When we think of “high status” in the archaeological record, we usually think about intricate metalwork or elaborate jewellery…but what about animals? If that sounds strange, remember this: we still have animals and animal-based foods that are culturally considered “high status” today! Think of things like caviar, lobster, peacocks, etc…cover them all with some gold leaf and you’ve got yourself a millionaire’s prized possessions.
As I’ve talked about before on this blog, one of the greatest strengths of zooarchaeological research is that there are so many elements of the past that can be derived from animal remains. So to demonstrate this point, here’s a quick look at two of the high status animals from Iron Age Britain…

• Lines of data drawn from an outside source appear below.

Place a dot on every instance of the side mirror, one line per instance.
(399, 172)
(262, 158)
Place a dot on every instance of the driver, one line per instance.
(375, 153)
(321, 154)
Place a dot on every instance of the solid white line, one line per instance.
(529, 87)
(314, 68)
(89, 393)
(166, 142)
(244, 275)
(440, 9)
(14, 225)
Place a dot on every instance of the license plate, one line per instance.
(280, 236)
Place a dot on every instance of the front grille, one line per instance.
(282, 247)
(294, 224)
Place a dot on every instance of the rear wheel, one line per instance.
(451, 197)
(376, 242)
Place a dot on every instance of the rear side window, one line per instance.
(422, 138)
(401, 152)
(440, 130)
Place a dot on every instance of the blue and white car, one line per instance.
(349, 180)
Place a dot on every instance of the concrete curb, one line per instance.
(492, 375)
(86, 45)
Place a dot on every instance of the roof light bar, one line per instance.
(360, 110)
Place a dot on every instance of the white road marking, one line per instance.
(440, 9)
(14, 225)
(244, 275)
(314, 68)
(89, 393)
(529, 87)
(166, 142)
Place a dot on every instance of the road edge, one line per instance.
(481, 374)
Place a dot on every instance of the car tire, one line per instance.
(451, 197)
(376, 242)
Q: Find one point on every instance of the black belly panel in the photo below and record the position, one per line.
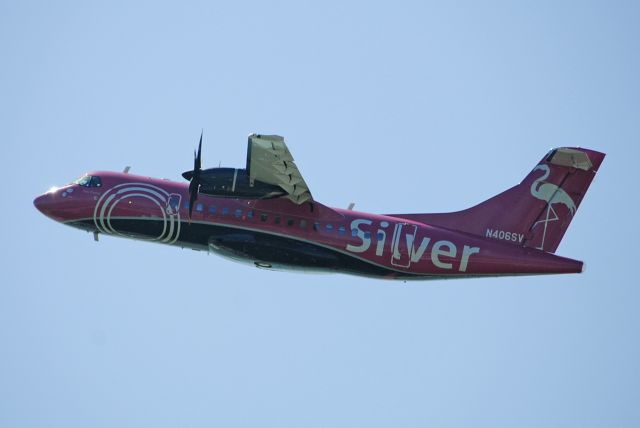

The humble pig as a high status animal may not come as a surprise…after all, how many feasting scenes in films have you seen where one of the main courses is a giant roasted pig complete with an apple in the mouth? Raising pigs for consumption in the Iron Age took up a considerable amount of resources and land, so it follows that higher status individuals would be the few to keep and consume pigs (Serjeantson 2007). Many archaeological sites with evidence of feasting have been observed to produce many pig bones as well – it seems like that cliche has a long history! Given how difficult it was to maintain pigs, it could be interpreted that feasts with large amounts of pigs consumed were important, possibly reflecting an important event or ritual that deserves a large portion of one’s wealth being used (Madgwick and Mulville 2015).
Pigs also have a symbolic value as well by having a wild counterpart in the form of boars. Beliefs in Iron Age Britain seem to have placed emphasis on concepts of “liminality” (or the “between” places that are neither here nor there) as well as ideas of the domestic sphere and the wilderness. With that in mind, its possible that this duality of pig/boar, domestic/wild could have made pigs (and boars) high status in symbolic/ritual value as well. Boar were often hunted during this period, and were especially appreciated for its fierceness, leading to many boar motifs found in Iron Age weaponry and armoury (Green 1992, Parker Pearson 1999).
Probably one of the more equally valued animals at the time was the horse. Unlike pigs, however, horses were more useful to humans alive than dead; horses allowed people to move quickly across long stretches of land and transport large numbers of goods – what isn’t there to like about ’em? Horses were also important to both hunting and warfare, especially with the invention and use of chariots (Green 1992, Chadwick 2007).
Although highly valued in life, it is how horses are treated in death that provide evidence to their status in the Iron Age. There are many examples of horse burials that display a sort of reverence that isn’t afforded to other animals: for example, there are instances of horse remains that have been deposited with human remains. Chariot and cart burials – which were common in the Arras Culture of Iron Age Yorkshire – can also be interpreted as emphasising the importance of horses through the activities they were associated with (warfare and transportation), although most of these did not contain horse remains. However, in 2017 a chariot burial with a horse skeleton was recovered in Pocklington, Yorkshire (Keys 2017).
So there you have it – a quick look at how zooarchaeologists can interpret aspects about social status and hierarchy in the past from animal bones – obviously, there are other animals that are considered relatively high status, and that all pigs and horses weren’t treated this way everywhere in the Iron Age – there’s lots of nuance that needs to be used in interpretation. But we have lots of evidence to suggest that pigs and horses were indeed considered high status animals – and hey, I have to agree…I mean, have you ever had pork cracklings? Mmm…
Chadwick, A. M. (2007) Trackways , hooves, and memory-days – human and animal movements and memories around the Iron Age and Romano-British Rural Landscapes of the English North Midlands. Prehistoric Journeys. Oxbow Books.
Green, M. (1992) Animals in Celtic Life and Myth. Routledge.
Keys, D. (2017) Iron Age Chariot and Horse Found Buried Together in Yorkshire. The Independent. https://www.independent.co.uk/news/science/archaeology/iron-age-chariot-horse-yorkshire-archaeology-significant-find-half-a-century-buried-together-a7659091.html
Madgwick, R. and Mulville, J. (2015) Feasting on Fore-Limbs: Conspicuous Consumption and Identity in Later Prehistoric Britain. Antiquity.
Parker Pearson, M. (1999) Food, Sex and Death: Cosmologies in the British Iron Age with Particular Reference to East Yorkshire. Cambridge Archaeological Journal.
Serjeantson, D. (2007) Intensification of Animal Husbandry in the Late Iron Age? The Contribution of Sheep and Pigs. The Earlier Iron Age in Britain and the Near Continent. Oxbow Books.